At Microsoft, 47,000 developers are generating nearly 30,000 bugs a month and these vulnerabilities get stored across over 100 AzureDevOps and GitHub repositories to quickly spot critical bugs and stay ahead of the hackers. According to Scott Christiansen, a senior security programme manager at Microsoft, large volumes of semi-curated data are perfect for machine learning. Since 2001, Microsoft has collected 13 million work items and bugs.
"We used that data to develop a process and machine learning model that correctly distinguishes between security and non-security bugs 99 per cent of the time and accurately identifies the critical, high priority security bugs, 97 per cent of the time," informed Christiansen.
It's a machine learning model that's designed to help developers accurately identify and prioritize critical security issues that need fixing.
"Our goal was to build a machine learning system that classifies bugs as security/non-security and critical/non-critical with a level of accuracy that is as close as possible to that of a security expert," informed the Microsoft executive.
To accomplish this, Microsoft fed its model lots of bugs that are labelled security and others that aren't labelled security. Once the model was trained, it would be able to use what it learned to label data that was not pre-classified. Software developers daily stare down a long list of features and bugs that need to be addressed.

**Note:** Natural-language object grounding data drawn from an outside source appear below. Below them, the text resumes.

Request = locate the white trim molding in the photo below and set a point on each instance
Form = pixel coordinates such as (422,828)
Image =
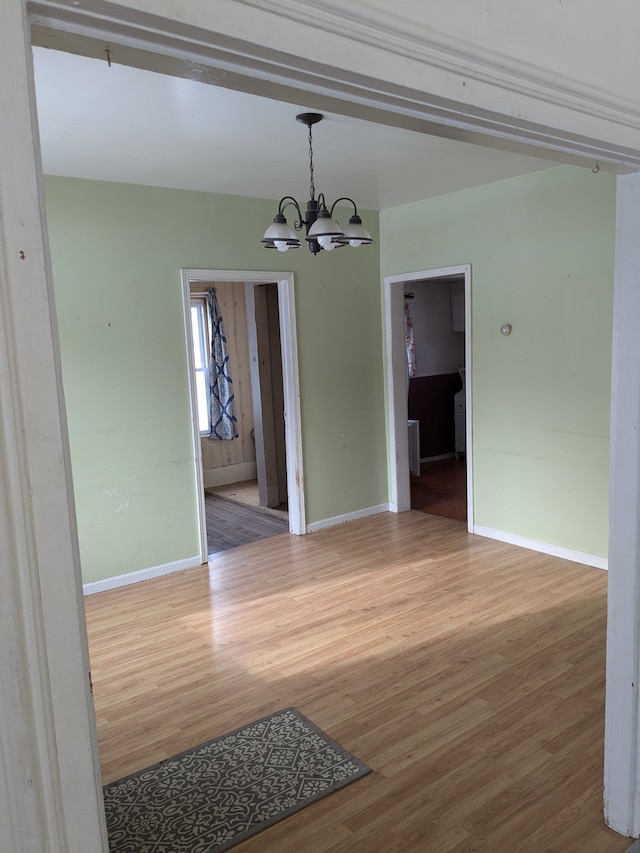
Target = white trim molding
(396,383)
(622,720)
(348,516)
(141,575)
(543,547)
(290,374)
(50,794)
(443,86)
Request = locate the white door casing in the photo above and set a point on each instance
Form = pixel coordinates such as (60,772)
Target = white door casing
(396,369)
(290,376)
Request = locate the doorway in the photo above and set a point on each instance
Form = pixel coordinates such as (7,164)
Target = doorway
(402,466)
(265,293)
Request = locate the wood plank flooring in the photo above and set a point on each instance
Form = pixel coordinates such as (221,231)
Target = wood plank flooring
(467,673)
(230,524)
(441,488)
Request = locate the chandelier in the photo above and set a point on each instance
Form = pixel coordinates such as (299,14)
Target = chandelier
(322,230)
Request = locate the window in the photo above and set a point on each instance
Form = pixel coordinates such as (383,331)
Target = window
(201,349)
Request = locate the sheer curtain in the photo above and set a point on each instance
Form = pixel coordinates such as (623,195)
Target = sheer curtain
(223,424)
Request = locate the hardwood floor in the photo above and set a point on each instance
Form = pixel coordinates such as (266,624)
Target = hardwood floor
(441,488)
(467,673)
(230,524)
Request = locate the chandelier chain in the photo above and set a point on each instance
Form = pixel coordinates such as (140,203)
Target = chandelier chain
(312,186)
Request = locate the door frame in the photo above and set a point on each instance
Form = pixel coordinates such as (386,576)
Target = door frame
(396,381)
(291,382)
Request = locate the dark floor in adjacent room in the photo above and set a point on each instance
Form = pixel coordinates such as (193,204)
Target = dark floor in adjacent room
(231,524)
(441,488)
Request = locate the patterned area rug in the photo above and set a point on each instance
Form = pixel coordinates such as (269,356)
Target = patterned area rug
(220,793)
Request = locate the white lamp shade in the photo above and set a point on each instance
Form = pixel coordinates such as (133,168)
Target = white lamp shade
(279,236)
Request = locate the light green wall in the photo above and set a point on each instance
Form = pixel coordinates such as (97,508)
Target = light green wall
(541,250)
(117,251)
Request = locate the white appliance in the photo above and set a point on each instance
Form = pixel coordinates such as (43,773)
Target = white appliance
(460,415)
(414,447)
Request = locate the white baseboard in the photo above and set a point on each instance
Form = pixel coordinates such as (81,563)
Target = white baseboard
(544,547)
(141,575)
(349,516)
(437,458)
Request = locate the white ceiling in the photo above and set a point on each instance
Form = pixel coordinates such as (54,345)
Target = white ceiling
(127,125)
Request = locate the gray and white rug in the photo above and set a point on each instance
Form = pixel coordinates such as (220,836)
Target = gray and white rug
(220,793)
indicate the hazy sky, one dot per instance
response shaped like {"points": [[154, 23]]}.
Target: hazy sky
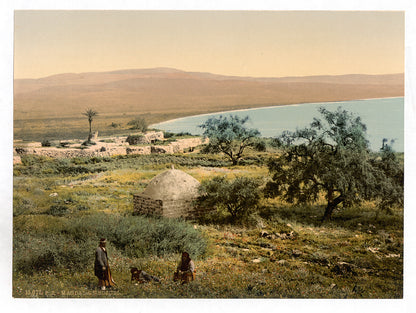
{"points": [[243, 43]]}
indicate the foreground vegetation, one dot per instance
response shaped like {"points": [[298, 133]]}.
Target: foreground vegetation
{"points": [[62, 207]]}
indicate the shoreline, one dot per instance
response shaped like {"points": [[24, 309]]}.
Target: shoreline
{"points": [[267, 107]]}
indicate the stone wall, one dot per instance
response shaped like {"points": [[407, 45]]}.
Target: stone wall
{"points": [[118, 147], [147, 206]]}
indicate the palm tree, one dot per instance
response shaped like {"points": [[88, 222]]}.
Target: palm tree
{"points": [[90, 114]]}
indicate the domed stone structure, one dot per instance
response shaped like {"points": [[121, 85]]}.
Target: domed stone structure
{"points": [[169, 194]]}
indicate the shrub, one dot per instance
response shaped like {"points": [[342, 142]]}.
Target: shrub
{"points": [[57, 210], [46, 143], [134, 139], [138, 236], [238, 197], [43, 252]]}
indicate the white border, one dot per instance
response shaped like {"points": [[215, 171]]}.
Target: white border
{"points": [[142, 305]]}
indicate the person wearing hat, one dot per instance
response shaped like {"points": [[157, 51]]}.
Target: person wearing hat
{"points": [[101, 268], [185, 270]]}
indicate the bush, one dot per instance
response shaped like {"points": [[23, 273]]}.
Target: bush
{"points": [[57, 210], [46, 143], [72, 244], [238, 197], [138, 236], [34, 253]]}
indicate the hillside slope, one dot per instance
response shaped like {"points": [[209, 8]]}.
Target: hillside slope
{"points": [[164, 90]]}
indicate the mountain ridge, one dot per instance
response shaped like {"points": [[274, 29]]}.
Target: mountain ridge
{"points": [[169, 90]]}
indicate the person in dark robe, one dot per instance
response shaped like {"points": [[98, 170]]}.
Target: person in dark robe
{"points": [[101, 267], [185, 271]]}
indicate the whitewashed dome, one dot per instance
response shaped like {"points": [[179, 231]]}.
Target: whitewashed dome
{"points": [[172, 185]]}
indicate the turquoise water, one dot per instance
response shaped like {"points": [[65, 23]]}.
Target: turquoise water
{"points": [[384, 119]]}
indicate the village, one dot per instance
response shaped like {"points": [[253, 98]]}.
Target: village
{"points": [[151, 142]]}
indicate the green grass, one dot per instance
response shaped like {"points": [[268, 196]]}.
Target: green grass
{"points": [[60, 212]]}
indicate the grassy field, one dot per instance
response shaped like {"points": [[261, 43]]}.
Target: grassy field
{"points": [[62, 207]]}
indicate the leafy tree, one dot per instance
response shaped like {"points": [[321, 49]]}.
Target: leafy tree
{"points": [[237, 197], [229, 135], [332, 157], [90, 114], [139, 124]]}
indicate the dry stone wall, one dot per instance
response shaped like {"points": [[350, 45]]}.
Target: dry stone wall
{"points": [[118, 146]]}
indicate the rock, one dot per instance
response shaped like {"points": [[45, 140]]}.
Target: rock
{"points": [[343, 268], [296, 253], [264, 233]]}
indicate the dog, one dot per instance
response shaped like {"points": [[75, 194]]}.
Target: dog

Security professionals try to help by using automated tools to prioritize security bugs, but too often, engineers waste time on false positives or miss a critical security vulnerability that has been misclassified. To tackle this problem, data science and security teams came together to explore how machine learning could help.
"We discovered that by pairing machine learning models with security experts, we can significantly improve the identification and classification of security bugs," Christiansen noted.